Cette frilosité de l’Etat à s’engager de manière franche pour davantage de réglementation du secteur artisanal et surtout contre l’orpaillage illégal rompt drastiquement avec l’approche agressive du gouvernement mauritanien vis-à-vis des investisseurs étrangers, qui subissent de plein fouet l’expansion de ces activités illégales. Lesacteurs miniers étrangers sont en effet soumis à des critères environnementaux, sociaux et de gouvernance (ESG) exigeants et une fiscalité importante, et contribuent ainsi positivement à l’activité du pays en créant de l’emploi. Parmi eux, le canadien Kinross exploite par exemple la mine de Tasiast depuis 2010 en employant àplus de 97,5 % des travailleurs mauritaniens et en se conformant à une fiscalité avantageuse pour l’Etat.
Néanmoins, l’expérience des pays voisins actifs sur le marché minier comme le Ghana ou le Mali prouve l’effet néfaste et surtout désincitatif que l’orpaillage illégal peut avoir sur les investisseurs. En nuisant à l’activité et en accroissant l’insécurité, les activités d’orpaillage illégal risquent à terme de menacer la présence des entreprises étrangères qui sont pourtant essentielles à l’économie nationale. D’ailleurs, depuis deux semaines, près de 300 orpailleurs illégaux ne se contentent plus d’exploiter sauvagement les alentours de la mine exploitée par Kinross mais vont jusqu’à en bloquer l’accès et menacer la sécurité des employés.
Une situation qui menace le secteur formel sur le long-terme
Compte tenu de cette présence croissante et de plus en plus menaçante d’orpailleurs illégaux en Mauritanie, nombreux sont les investisseurs qui préfèrent investir dans d’autres pays de la sous-région où le climat des affaires est plus favorable. Pour ceux déjà présents sur place, la question est plus épineuse et divise ceux qui préfèrent plier bagage en dépit des pertes et ceux qui continuent à espérer une réponse adéquate du gouvernement. Pour des entreprises comme Kinross ayant investi des milliards de dollars, quitter le pays est difficilement envisageable : ces entreprises guettent donc coûte que coûte le moindre signe d’une volonté politique de l’Etat de prendre ce problème à bras le corps.
Après la plainte de l’entreprise Mauritanian Copper Mines (MCM) contre l’Etat mauritanien déposée il y a un peu plus d’un mois pour fiscalité abusive, ce blocage des activités de Kinross par des orpailleurs illégaux est un nouveau coup dur pour la réputation de la Mauritanie auprès des investisseurs étrangers.
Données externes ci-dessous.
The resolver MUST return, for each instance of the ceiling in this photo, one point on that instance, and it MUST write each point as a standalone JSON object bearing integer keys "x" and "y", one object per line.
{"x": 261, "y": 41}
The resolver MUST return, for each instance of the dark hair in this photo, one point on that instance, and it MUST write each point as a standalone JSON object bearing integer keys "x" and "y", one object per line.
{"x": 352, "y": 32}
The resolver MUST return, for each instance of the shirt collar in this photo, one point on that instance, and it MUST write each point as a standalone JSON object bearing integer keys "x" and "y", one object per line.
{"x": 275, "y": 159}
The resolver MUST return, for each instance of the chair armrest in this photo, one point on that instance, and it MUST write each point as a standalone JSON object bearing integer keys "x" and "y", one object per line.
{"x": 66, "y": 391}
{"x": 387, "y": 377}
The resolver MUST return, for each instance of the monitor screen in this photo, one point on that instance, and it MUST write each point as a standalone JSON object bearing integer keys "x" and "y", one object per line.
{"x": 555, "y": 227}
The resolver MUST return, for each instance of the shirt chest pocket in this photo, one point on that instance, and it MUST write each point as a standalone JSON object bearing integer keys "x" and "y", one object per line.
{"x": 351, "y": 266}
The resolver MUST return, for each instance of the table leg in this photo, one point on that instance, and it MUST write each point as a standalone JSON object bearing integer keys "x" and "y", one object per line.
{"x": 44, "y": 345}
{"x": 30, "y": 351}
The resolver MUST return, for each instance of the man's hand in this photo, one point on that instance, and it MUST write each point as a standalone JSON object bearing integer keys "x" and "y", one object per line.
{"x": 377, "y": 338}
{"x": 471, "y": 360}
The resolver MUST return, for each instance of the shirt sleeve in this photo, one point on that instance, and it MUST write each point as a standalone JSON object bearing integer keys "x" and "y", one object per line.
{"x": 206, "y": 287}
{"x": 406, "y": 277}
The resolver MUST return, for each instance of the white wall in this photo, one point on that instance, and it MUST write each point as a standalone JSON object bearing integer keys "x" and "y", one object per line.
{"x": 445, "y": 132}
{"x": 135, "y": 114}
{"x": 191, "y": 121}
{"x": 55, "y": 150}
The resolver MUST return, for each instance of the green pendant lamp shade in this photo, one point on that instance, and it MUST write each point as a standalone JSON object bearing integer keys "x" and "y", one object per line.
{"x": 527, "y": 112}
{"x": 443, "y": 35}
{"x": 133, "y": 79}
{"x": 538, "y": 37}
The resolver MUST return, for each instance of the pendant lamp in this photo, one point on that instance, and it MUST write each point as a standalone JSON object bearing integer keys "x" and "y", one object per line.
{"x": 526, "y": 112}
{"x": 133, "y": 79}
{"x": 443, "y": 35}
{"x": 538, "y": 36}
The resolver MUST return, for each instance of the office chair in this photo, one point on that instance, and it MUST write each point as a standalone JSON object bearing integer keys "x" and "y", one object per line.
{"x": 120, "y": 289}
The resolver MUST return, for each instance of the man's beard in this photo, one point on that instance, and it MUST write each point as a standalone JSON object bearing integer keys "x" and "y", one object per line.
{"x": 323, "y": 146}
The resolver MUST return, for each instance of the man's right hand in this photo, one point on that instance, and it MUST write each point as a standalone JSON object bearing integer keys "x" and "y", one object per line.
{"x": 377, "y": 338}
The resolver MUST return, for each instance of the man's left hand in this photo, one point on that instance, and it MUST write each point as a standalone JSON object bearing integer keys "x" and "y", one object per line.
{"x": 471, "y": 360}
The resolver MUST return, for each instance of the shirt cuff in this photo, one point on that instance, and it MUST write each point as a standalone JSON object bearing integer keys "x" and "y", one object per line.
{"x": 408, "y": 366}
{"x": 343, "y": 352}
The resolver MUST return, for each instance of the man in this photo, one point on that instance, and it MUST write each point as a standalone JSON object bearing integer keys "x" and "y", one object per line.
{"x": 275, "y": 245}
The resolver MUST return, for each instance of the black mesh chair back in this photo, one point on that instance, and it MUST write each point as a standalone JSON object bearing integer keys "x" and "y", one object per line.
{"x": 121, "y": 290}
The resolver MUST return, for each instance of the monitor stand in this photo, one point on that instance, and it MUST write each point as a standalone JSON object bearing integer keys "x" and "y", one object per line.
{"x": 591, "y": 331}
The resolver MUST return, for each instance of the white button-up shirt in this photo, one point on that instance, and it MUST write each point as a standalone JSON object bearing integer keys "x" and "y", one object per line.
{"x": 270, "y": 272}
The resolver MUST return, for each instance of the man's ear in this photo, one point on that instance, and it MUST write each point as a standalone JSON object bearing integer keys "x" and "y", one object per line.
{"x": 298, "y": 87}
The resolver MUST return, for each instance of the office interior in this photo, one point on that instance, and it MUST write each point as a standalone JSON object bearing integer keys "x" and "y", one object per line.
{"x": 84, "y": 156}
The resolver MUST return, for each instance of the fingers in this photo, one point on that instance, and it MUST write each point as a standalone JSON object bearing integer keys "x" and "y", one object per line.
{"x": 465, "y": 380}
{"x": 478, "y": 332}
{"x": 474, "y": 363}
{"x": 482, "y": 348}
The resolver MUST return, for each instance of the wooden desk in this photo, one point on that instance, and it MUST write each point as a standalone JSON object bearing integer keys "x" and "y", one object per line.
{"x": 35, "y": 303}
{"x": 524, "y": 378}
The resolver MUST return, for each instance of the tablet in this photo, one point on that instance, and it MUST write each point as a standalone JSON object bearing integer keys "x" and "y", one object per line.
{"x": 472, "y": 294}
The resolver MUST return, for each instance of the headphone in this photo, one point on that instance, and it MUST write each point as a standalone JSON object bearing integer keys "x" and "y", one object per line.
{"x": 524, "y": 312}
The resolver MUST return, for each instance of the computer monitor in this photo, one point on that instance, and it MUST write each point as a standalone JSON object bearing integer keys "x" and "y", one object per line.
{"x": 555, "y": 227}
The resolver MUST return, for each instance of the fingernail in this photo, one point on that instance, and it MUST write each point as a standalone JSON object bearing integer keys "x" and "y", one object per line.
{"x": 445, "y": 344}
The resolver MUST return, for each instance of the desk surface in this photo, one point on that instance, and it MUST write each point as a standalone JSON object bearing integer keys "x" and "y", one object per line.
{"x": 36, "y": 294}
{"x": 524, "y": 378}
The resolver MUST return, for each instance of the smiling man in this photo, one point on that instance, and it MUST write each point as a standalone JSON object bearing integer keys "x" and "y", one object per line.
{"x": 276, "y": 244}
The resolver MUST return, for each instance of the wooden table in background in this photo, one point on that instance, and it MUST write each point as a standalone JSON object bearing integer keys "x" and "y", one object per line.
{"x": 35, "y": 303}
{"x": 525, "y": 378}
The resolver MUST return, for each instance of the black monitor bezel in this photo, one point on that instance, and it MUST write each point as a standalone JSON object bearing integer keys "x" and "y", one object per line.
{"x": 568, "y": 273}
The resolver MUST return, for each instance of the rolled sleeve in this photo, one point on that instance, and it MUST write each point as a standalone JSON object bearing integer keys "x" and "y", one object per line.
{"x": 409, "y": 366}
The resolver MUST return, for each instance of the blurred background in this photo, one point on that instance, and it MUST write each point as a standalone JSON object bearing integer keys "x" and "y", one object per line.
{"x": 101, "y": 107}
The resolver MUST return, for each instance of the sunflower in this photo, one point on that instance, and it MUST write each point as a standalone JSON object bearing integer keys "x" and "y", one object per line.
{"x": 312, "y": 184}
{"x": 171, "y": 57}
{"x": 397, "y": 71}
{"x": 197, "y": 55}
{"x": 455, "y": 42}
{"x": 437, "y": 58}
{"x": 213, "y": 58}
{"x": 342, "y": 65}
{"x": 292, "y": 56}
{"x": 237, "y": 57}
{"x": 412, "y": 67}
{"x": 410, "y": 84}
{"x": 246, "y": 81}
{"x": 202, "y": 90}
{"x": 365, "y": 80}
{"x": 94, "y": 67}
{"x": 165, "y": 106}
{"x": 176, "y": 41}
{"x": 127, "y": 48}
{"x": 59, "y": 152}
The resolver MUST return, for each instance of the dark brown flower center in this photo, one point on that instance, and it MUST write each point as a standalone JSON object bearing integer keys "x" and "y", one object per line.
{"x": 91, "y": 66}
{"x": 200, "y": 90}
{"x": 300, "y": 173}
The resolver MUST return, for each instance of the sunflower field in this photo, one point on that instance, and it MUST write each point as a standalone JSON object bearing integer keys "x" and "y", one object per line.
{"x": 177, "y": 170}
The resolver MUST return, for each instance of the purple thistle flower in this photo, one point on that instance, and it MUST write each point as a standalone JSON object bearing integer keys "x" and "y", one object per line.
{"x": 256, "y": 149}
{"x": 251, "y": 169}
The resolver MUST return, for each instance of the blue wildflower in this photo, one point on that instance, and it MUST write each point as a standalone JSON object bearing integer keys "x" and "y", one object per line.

Si le canadien Kinross continue d’investir afin de maintenir ses activités malgré un climat socio-politique difficilement soutenable, c’est l’ensemble de la filière formelle aurifère qui est aujourd’hui menacée. A l'heure où le gouvernement Ghazouani tente de se distancer des méthodes et de la gouvernance de l'ère Aziz, il y a toujours un espoir que l'administration actuelle s’engage à formaliser et réglementer l'orpaillage illégal en Mauritanie. Mais le temps presse, et un manque de réactivité de la part de l’Etat aura tôt fait de vider le pays de ses investisseurs étrangers, pourtant sources de revenus et d’activité essentiels pour le développement de la Mauritanie.
Ben Abdalla
Il est donc temps de prendre des mesures fortes pour ne pas mettre en danger la filière aurifère du pays. Au vu des enjeux socio-économiques, environnementaux ou encore sécuritaires, c’est désormais l’avenir de la Mauritanie et des Mauritaniens qui en dépend.